Heins took the wraps off the device that has already been released to developers and other connected users.
There are more than 70,000 applications available for the first-generation device.
The BlackBerry Z10, a touch screen model, will be available in Canada starting Feb. 5 at about $150 with the signing of three-year contract.
The BlackBerry Q10 will feature the full keyboard that was a mainstay for many loyal BlackBerry fans.
Heins demonstrated the BlackBerry Hub, which connects the user to social media, email, phone and voicemail in one place.
Another new feature is the BlackBerry 10 Balance, which allows separation of work and personal use on the device.
It eliminates the need for more than one device and works with the security features that the company originally made their name on, according to Heins.
“Today is not the finish line, it’s the starting line,” he said. “We are dedicated to the boundless opportunities of mobile computing.”
The hour-long presentation was punctuated by Alicia Keys’ New York appearance.
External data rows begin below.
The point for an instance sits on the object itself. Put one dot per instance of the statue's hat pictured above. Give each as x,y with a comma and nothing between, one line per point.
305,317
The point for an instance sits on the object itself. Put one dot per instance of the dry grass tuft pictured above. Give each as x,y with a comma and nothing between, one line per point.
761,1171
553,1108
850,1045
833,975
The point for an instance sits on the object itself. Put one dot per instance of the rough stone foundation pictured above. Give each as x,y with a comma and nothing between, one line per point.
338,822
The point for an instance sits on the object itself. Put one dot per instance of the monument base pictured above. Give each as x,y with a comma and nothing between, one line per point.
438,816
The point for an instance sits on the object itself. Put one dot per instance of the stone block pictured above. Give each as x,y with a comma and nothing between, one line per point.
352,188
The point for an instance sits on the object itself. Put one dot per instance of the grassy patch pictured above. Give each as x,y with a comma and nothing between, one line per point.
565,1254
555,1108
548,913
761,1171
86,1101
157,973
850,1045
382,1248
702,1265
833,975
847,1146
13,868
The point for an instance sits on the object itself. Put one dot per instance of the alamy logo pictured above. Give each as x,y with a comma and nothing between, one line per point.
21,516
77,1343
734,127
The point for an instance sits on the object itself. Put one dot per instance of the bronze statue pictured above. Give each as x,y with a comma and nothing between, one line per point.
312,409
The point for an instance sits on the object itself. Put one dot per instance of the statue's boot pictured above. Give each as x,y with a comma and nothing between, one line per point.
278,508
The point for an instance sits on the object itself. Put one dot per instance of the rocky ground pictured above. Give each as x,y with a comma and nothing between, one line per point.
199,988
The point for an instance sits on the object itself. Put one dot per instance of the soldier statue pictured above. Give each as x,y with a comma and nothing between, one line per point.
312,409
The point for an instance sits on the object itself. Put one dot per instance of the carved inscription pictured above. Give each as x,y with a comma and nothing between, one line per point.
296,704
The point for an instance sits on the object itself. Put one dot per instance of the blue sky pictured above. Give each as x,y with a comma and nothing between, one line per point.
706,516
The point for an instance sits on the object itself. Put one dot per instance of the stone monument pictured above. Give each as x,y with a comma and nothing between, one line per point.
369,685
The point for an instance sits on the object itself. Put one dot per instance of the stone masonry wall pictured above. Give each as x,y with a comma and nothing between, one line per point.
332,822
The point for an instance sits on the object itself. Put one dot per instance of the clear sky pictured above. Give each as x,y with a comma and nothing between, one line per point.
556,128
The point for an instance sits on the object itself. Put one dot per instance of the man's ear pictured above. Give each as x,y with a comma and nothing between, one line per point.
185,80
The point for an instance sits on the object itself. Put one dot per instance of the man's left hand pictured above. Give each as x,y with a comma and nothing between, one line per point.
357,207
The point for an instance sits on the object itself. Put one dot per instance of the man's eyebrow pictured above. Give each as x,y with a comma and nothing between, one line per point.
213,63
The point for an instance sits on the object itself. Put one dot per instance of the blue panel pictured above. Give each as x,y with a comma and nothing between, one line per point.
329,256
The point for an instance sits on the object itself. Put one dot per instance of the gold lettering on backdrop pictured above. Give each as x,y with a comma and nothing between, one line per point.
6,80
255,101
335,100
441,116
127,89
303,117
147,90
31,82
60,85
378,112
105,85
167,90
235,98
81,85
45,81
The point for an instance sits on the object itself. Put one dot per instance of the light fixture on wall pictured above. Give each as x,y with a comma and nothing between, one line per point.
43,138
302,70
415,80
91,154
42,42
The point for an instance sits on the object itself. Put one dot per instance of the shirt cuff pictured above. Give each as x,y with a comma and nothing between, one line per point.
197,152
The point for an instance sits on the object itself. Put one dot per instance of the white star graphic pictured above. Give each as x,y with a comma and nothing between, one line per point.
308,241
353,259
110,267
The Grammy winner was named the company’s new creative director.
She is also featured in a new ad campaign that will be launched at Sunday’s Super Bowl game, where she will also be performing.
At the end of the global broadcast, RIM’s director of government relations, Morgan Elliot, thanked the local community for its support.
“With the support we get from the community we’re really humbled and really inspired, and have been reinvigorated by your support,” said Elliott.
“There are good things to come, and thank you for sticking with us.”
Kitchener Mayor Carl Zehr said was impressed by the new system’s ease of use and how it enhanced the user’s experience.
“It’s beyond what I expected it to be. It will take the company on a new trajectory, and I have great hope for the BlackBerry being around for many years to come,” said Zehr.
“And it was important to have a local launch to help sustain the buzz that was building up to this.”
The Kitchener BlackBerry launch day ended with a rainy skating party at Civic Square.